Opponents say Equal Rights Amendment would write abortion access into the Constitution. Supporters say that’s nonsense. Who’s right?
A push to make Virginia the final state needed to ratify the ERA cleared its first hurdle Wednesday, passing out of committee in the Senate with enough bi-partisan support to nearly guarantee passage when it hits the floor.
The more conservative House of Delegates, where it didn’t even get a hearing last year, is likely to be a heavier lift.
Objections Republican opponents raised Wednesday fell into two broad categories: First, that it’s no longer a valid amendment and there’s no point in passing it. And second, that it would enshrine all kinds of things conservatives generally oppose, like abortion, in the Constitution.
Sen. Glen Sturtevant, R-Richmond, dispatched the first concern by noting for the sake of argument that, even if it is invalid, “the General Assembly is no stranger to symbolic votes and there’s no reason we should not do it in this case.”
As for the second set of concerns, he argued that a constitutional guarantee of equal rights regardless of sex is too important to get mired in worries about unintended consequences. (Sen. Amanda Chase, R-Chesterfield, who voted against it, wanted to know just how “sex” would be defined under the amendment amid changing social norms.)
“The way I have tried to think about this is, we don’t refuse to do what is right because we are worried about how others may try to interpret it or misinterpret it,” Sturtevant said.
Asked specifically about abortion, Sturtevant’s co-patron in the Senate, Sen. Dick Saslaw, D-Fairfax, brushed off the question, calling it “nonsense.”
“I have no idea, but if it eases their access, then fabulous,” he said.
Opponents like the Virginia Family Foundation point to three other states that incorporated ERAs into their constitutions and subsequent court decisions cited the amendment in striking down restrictions on public funding for medically necessary abortions.
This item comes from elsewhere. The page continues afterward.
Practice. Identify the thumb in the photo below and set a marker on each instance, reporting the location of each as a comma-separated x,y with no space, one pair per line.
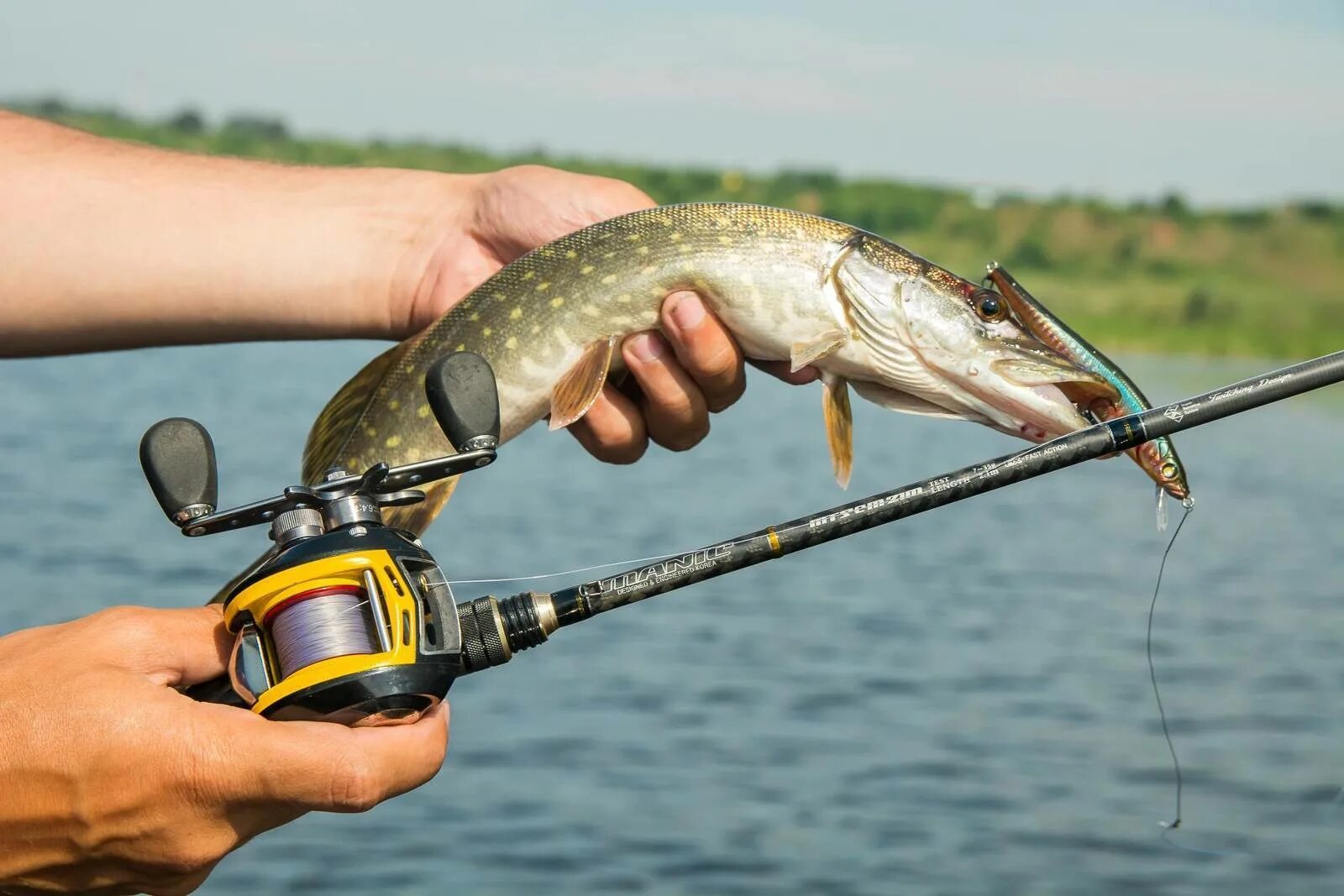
170,647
“Since only women become pregnant, discrimination against pregnancy by not funding abortion when it is medically necessary and when all other medical expenses are paid by the state for both men and women is sex-oriented discrimination,” wrote judges of the Connecticut Superior Court in a 1986 decision.
That, however, is as far it’s gone in practice.
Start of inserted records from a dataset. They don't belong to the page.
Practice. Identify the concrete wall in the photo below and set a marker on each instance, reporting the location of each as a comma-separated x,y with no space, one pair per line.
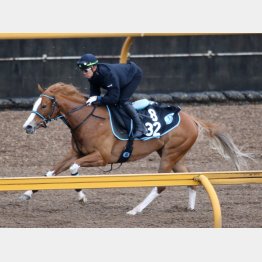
161,75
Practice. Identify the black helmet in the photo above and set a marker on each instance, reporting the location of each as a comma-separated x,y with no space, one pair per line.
86,61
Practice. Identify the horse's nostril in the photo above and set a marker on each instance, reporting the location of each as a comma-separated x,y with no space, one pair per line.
29,129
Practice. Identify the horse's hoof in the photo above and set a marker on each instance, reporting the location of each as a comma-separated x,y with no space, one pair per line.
24,197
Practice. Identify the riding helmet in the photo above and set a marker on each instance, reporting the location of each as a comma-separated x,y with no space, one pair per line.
86,61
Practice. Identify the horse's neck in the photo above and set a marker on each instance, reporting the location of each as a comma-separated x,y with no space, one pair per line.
67,104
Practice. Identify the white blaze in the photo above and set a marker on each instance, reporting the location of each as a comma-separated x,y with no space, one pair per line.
32,115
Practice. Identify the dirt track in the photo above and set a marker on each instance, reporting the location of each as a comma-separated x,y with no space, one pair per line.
25,155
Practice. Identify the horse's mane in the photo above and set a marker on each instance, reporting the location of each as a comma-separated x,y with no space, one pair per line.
65,89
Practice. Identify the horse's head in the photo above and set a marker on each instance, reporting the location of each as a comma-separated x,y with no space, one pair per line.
44,110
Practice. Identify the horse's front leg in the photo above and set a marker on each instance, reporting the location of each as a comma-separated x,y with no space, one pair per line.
60,167
91,160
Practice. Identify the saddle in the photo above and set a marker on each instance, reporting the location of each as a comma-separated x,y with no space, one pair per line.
159,119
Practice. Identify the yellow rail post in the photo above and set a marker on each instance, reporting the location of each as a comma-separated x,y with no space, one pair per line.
213,198
125,48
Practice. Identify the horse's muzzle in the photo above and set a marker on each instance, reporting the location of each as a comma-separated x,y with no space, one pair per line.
29,129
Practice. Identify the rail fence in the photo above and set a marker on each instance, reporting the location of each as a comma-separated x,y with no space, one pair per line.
206,179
Leaders of the Virginia campaign insist that abortion concerns raised by opponents are a red herring, noting that women already have a right to an abortion under Roe V. Wade, which has nothing to do with the ERA, because, obviously, it hasn’t passed.
And in Virginia, Medicaid already covers medically-necessary abortions, as well as when the pregnancy stems from rape or incest.
They also note that the aforementioned court decisions “specifically state that they do not address the legality or morality of abortion rights.”
There are questions about how the amendment could come into play in a post-Roe world.
The Daily Beast reports that organizers behind the ERA have long debated how and whether to include abortion in their campaign:
They can assert that the ERA has nothing to do with abortion in order to win over skeptical conservative legislators now — but thereby setting themselves up for contradiction if and when the ERA is later needed to preserve abortion rights. As Cardozo Law professor Julie Suk put it, “If you get your victory by not bringing in the divisive issues, it’s not as big a victory.”
Alternatively, advocates can assert those abortion rights now, galvanizing the support of young women who fear a post-Roe future but potentially firing up the conservative critics that could block ratification.
“I think whether or not judges have an obligation to read abortion rights into an ERA that may pass really depends on how loud we are as those who advocate and help get the ERA ratified today,” said Suk.
That said, the article notes that “a conservative Supreme Court that’s willing to strike down Roe v. Wade isn’t necessarily going to interpret the ERA as mandating abortion specifically.”